Comment se commémore le sacrifice d’Abraham ?

L’Aïd el-Kébir est une commémoration que nous retrouvons dans différents livres religieux, et notamment le Coran et l’Ancien Testament, bien que cet épisode ne soit pas écrit exactement de la même manière. Dans le Coran, il est cité que Dieu demanda à Abraham de faire un sacrifice, celui de son fils Ismael, afin de reconnaître sa foi. Alors qu’Abraham s’apprêtait à prendre la vie de son enfant avec un couteau, l’ange Jibril intervint. Il remplaça alors l’enfant par un bélier, se traduisant aujourd’hui alors par un sacrifice animal ; événement central de la commémoration de l’Aïd el-Kébir.

Aujourd’hui, la fête de l’Aïd el-Kébir se déroule de la façon suivante. Les fidèles portent une tenue travaillée et soignée afin de se rendre sur leur lieu de prière. Une fois l’office terminé, se tient alors le sacrifice d’un animal, le plus souvent un mouton. Il peut toutefois s’agir d’une vache ou encore d’une chèvre. La viande issue de l’animal sera partagée en trois portions différentes : une destinée à la famille, une pour les amis et une pour les plus pauvres. Fête de générosité, l’Aïd el-Kébir permet alors aux plus démunis de se voir offrir de la viande, y compris lorsqu’ils n’ont pas les moyens d’exécuter le sacrifice eux-mêmes.

La commémoration de l’Aïd el-Kébir en France

Comme mentionné précédemment, l’Aïd el-Kébir est une fête célébrée par les musulmans du monde entier. En France, une telle tradition est encadrée par un guide pratique, publié par les ministères de l’Intérieur et de l’agriculture. En effet, si à l’origine l’animal était sacrifié par le chef de famille, cette pratique est aujourd’hui autorisée uniquement dans les abattoirs, dans un souci d’hygiène et de morale.

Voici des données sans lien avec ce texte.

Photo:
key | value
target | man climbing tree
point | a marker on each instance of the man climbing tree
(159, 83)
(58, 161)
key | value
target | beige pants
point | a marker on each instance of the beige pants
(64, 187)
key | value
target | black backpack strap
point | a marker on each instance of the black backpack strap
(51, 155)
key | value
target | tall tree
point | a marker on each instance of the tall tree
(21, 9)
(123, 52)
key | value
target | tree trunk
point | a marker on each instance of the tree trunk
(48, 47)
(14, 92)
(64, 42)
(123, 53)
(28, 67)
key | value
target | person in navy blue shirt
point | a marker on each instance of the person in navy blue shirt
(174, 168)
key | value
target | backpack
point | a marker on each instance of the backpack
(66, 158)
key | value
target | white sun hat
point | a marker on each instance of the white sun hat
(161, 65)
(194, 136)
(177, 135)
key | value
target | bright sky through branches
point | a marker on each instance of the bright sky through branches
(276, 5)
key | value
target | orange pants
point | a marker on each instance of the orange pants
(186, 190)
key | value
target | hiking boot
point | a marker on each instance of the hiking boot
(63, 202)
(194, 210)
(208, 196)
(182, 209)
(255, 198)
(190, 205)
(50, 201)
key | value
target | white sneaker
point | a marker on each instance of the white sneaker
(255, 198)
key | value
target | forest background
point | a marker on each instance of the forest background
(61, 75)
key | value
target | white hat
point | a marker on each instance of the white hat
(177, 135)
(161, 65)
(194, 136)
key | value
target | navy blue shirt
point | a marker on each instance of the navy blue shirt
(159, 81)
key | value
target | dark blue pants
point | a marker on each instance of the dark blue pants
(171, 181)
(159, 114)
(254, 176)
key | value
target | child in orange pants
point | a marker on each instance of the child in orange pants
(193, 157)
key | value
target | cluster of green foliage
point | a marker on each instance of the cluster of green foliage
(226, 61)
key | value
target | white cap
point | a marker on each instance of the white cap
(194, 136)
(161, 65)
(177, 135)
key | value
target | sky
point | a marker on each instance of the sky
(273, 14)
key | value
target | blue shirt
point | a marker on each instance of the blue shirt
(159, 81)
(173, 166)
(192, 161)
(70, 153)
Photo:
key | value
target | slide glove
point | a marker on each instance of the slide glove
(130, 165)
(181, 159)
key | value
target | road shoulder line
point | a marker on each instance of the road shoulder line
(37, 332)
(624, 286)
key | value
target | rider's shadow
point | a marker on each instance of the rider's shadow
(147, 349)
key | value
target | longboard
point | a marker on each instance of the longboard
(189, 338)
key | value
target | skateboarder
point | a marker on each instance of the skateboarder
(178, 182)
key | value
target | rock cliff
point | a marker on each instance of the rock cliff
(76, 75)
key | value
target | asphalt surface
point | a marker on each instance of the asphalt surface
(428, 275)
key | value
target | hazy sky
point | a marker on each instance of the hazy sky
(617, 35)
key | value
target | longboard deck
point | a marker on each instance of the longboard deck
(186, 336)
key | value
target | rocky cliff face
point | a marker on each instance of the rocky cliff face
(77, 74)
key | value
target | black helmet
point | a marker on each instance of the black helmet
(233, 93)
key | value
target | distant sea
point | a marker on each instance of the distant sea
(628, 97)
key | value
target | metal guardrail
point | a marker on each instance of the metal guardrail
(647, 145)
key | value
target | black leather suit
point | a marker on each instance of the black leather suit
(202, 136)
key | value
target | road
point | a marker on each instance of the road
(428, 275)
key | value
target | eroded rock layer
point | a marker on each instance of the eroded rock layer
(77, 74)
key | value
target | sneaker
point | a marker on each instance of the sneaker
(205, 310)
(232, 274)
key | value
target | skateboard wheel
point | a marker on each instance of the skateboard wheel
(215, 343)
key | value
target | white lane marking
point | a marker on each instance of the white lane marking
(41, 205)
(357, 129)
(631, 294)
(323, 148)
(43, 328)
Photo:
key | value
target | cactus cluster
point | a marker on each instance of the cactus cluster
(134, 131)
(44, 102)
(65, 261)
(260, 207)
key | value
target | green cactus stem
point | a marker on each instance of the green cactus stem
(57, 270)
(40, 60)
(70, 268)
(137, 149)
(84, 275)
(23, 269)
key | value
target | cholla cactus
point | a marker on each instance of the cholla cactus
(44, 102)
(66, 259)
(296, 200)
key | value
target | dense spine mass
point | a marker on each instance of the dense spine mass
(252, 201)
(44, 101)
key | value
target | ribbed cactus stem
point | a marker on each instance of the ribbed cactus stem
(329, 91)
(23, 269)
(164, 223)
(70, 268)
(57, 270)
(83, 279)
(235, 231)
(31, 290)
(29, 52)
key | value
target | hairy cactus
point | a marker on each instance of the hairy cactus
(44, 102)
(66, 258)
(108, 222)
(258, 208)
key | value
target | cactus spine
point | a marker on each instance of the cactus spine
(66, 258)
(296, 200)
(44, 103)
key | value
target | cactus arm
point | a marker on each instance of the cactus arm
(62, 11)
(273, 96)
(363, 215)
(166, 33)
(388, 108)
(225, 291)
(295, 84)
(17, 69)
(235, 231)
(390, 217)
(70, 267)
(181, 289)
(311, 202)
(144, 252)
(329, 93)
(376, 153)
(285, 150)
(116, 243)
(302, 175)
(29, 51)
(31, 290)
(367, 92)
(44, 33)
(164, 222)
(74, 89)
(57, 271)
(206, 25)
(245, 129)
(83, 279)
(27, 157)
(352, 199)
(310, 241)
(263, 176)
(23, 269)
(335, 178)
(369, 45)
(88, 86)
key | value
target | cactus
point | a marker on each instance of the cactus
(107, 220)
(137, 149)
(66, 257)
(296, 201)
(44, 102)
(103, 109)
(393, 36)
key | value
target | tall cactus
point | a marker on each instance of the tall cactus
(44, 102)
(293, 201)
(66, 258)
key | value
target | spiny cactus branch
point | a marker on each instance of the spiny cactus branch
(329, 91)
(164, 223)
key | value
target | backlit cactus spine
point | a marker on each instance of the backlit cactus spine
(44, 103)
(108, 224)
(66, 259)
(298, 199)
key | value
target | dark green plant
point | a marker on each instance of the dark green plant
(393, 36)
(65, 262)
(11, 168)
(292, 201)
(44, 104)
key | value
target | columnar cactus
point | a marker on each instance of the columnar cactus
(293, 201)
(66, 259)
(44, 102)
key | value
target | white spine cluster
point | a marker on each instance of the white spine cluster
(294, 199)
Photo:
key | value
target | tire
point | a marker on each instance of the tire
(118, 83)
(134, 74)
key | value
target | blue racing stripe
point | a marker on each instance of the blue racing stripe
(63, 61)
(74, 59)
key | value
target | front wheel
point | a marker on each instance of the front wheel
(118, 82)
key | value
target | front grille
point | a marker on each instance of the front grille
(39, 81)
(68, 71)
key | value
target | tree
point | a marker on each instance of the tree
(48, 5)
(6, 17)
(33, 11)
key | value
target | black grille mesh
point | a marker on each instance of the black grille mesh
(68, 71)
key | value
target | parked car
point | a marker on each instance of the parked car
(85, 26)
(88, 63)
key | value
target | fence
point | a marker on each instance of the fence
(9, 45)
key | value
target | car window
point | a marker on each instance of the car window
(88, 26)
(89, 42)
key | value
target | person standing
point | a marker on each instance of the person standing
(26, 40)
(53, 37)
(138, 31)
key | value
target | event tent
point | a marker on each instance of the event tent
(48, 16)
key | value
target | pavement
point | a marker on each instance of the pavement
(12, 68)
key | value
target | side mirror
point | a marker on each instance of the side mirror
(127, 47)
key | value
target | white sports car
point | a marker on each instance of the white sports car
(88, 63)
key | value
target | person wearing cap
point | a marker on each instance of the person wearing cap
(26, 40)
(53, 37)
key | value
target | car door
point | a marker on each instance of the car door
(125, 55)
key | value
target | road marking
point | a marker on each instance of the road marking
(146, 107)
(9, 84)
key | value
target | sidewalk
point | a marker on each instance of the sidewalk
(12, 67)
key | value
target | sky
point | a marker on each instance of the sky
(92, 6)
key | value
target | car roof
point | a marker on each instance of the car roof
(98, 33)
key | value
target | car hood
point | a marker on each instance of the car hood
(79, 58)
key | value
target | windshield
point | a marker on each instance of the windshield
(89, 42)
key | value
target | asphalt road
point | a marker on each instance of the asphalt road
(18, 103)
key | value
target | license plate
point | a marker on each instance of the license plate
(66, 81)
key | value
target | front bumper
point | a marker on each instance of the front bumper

Il est à noter que, ces commémorations entrainant l’abattage de près 100 000 moutons en France chaque année, des abattoirs temporaires sont également installés au sein du pays.

Y a-t-il des substitutions possibles au sacrifice d’Abraham ?

Bien que le sacrifice animal réalisé dans le cadre de l’Aïd ed-Kébir n’appartienne pas aux cinq piliers de l’islam, il demeure une tradition bien implantée chez les musulmans. Obligatoire pour certains, possible pour d’autres, il est à noter que ce sacrifice implique un coût pouvant avoisiner les 250 euros. Ainsi, d’autres alternatives ont été proposées, tel que l’achat d’un mouton sacrifié dans une boucherie halal. Parfois, le sacrifice est remplacé par un don aux plus démunis.